Paul was onto something when he greeted the Ephesians with the blessing we have heard this morning. The love of adopted children mimics God's love for us. What could be more powerful than that?

He destined us for adoption as his children through Jesus Christ, according to the good pleasure of his will, to the praise of his glorious grace that he freely bestowed on us in the Beloved.

Understanding the mystery of God’s will

With all wisdom and insight he has made known to us the mystery of his will, according to his good pleasure that he set forth in Christ, as a plan for the fullness of time, to gather up all things in him, things in heaven and things on earth.

Reading this letter to the Ephesians invites us to see ourselves in a new perspective. As if the backdrop to a selfie taken of us with our camera revealed the entire universe and the night sky, filled with galaxies and dark matter, black holes and magnificent nebulae. We are a part of a plan that is awesome in the extreme.
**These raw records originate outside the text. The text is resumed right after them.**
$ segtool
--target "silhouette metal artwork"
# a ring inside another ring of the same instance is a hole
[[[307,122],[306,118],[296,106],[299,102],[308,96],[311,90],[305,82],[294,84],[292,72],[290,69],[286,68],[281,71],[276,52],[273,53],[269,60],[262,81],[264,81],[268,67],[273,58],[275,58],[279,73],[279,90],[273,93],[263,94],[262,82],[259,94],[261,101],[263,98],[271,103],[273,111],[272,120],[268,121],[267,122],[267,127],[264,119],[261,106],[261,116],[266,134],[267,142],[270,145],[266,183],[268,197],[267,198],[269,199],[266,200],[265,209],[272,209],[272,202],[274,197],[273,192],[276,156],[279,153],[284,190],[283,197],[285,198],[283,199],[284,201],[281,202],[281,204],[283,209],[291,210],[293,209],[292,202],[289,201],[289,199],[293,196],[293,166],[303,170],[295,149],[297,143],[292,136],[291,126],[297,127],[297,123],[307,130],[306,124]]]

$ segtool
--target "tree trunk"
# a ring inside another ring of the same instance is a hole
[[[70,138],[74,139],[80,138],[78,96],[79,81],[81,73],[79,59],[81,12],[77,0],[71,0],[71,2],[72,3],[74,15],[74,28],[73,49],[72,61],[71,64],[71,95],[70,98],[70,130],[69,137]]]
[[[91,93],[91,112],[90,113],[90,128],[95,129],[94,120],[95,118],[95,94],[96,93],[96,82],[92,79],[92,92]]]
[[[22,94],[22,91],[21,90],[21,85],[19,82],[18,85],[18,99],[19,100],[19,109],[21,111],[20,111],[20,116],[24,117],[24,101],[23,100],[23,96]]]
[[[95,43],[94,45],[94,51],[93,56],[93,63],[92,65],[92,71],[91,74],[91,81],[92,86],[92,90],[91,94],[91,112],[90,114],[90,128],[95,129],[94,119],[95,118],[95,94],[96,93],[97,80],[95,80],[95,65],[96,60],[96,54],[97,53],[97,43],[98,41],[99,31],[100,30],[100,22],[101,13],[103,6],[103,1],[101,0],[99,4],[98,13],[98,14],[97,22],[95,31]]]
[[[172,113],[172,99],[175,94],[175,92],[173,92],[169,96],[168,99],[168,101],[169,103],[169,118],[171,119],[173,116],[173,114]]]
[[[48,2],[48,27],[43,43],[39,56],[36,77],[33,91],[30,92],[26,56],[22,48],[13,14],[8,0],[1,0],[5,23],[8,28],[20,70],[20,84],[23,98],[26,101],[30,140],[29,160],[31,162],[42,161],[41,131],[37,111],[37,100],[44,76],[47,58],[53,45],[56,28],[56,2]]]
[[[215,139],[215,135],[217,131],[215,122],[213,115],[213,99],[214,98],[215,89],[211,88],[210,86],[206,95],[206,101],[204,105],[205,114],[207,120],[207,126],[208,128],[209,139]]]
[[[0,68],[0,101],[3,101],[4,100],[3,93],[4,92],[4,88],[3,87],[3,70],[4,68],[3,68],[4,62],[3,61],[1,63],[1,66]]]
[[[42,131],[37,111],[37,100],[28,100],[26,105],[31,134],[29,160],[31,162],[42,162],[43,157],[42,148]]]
God made us a part of that plan.

But I am with Paul when he says that God has a plan for the fullness of time and that all things will be gathered up in him.

Paul is painting a picture of God's people in the letter to the Ephesians.
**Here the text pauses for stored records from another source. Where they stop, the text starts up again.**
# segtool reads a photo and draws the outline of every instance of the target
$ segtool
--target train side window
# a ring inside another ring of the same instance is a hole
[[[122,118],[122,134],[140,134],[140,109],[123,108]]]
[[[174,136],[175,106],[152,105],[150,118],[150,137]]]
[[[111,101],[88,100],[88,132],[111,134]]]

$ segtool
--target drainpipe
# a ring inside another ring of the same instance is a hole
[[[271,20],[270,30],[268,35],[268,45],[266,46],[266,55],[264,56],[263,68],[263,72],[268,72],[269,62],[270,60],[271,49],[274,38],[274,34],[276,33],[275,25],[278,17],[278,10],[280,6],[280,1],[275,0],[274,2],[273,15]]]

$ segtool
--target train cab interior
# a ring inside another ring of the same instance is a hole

  • adoption into God's family
  • redemption through blood -- blood of sacrifice and blood that binds family together
  • we set our hope on Christ and that truly makes all things possible
  • marked with the seal of the Holy Spirit and that empowers our often timid movement forward

What does this letter to the Ephesians tell us about the life we are living today?

There is certainly the evocative invitation into a life of holiness in the family of God. There is also a biting indictment of the ways we fall short of "fullness of time" which God has planned for us.
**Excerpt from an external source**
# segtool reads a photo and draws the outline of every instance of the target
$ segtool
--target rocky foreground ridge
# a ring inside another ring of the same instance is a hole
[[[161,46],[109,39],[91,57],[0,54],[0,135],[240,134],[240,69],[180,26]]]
The letter will go on beyond today's reading and evoke a unity fashioned from our differences and diversity. Paul's words in this letter plead with us as God's adopted children to see unity in the world's variety, the rich and even more in the poor, in the splendid variety of colors, shapes, and abilities of God's family, in the richness of the gifts God has laid before us.

We will hear in chapter 3 about all the gifts that have been prepared and given to us for the purpose of mission. They are not for our comfort or convenience. They are for leading those who do not know the richness of God's diverse family into the awareness and knowledge of God's glory.

As we listen to these words throughout the rest of the summer, I urge you to hold tenaciously to an awareness of the majesty and glory of what is being put before you.

Like you, I have expected to find glimpses of glory in the church at Christmas or at Easter. I have had to cultivate seeing glory in the ordinary of our every day lives.

Paul urges us to expand our vision, to widen our sense of engagement with the world. What is at stake is God's cultivation of the garden beyond our imagining.

And we are a part of it. Don't bow your heads in retreat. But stand at the energy emanating from the divine source. Be ready to take a stand, to make a change, to love another who grieves or suffers.

We have been marked with the seal of the promised Holy Spirit. Our hope is based on God's promise of redemption and incorporation into his family. It is a multi-colored family and most of it doesn't look or act like us. But it is all for the praise of God's glory.